J Natl Cancer Inst 2020 Dec 29
Germline Cancer-Predisposition Variants in Pediatric Rhabdomyosarcoma: A Report from the Children's Oncology Group.   
ABSTRACT
BACKGROUND
Several cancer-susceptibility syndromes are reported to underlie pediatric rhabdomyosarcoma (RMS); however, there have been no systematic efforts to characterize the heterogeneous genetic etiologies of this often-fatal malignancy.
METHODS
We performed exome-sequencing on germline DNA from 615 patients with newly diagnosed RMS consented through the Children's Oncology Group. We compared the prevalence of cancer-predisposition variants in 63 autosomal dominant cancer-predisposition genes in these patients with population controls (n = 9,963). All statistical tests were two-sided.
RESULTS
We identified germline cancer-predisposition variants in 45 RMS patients (7.3%; all FOXO1 fusion-negative) across 15 autosomal dominant genes, which was statistically significantly enriched compared with controls (1.4%; p = 1.3 × 10-22). Specifically, 73.3% of the predisposition variants were found in predisposition syndrome genes previously associated with pediatric RMS risk, such as Li-Fraumeni syndrome (TP53) and neurofibromatosis type I (NF1). Notably, five patients had well-described oncogenic missense variants in HRAS (p.G12V and p. G12S) associated with Costello syndrome. Also, genetic etiology differed with histology, as germline variants were more frequent in embryonal versus alveolar RMS patients (10.0% vs. 3.0%, p = .02).
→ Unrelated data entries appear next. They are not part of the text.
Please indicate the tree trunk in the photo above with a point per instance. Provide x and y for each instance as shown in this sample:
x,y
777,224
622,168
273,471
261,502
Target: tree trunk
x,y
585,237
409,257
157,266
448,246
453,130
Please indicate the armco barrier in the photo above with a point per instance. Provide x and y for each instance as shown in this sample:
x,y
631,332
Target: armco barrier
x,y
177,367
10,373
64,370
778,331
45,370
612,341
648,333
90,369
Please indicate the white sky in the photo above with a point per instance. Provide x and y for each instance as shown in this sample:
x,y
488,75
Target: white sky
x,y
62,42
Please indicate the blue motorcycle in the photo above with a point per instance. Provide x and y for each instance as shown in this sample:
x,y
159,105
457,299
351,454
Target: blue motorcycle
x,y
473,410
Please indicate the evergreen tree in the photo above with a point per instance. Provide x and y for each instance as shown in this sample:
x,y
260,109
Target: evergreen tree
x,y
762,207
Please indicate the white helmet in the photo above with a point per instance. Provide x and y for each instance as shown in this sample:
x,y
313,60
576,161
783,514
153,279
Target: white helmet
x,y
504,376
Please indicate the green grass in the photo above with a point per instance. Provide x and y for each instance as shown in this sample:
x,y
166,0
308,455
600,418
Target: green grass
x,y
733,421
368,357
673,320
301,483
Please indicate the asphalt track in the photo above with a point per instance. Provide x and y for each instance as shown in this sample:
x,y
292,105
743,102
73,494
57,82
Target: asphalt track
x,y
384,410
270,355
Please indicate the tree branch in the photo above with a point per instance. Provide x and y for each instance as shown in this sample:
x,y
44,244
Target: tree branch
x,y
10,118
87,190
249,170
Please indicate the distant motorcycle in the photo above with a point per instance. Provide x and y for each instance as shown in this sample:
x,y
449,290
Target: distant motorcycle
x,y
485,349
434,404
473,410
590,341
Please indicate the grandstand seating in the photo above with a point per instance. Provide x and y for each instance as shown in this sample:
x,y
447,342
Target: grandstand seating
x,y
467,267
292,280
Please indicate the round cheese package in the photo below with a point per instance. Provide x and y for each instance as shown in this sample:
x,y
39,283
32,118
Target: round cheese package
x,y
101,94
While patients with a cancer-predisposition variant tended to be younger at diagnosis (p = 9.9 × 10-4), 40.0% of germline variants were identified in those >3 years of age, which is in contrast to current genetic testing recommendations based on early age at diagnosis.
CONCLUSIONS
These findings demonstrate that genetic risk of RMS results from germline predisposition variants associated with a wide spectrum of cancer-susceptibility syndromes. Germline genetic testing for children with RMS should be informed by RMS subtypes and not be limited to only young patients.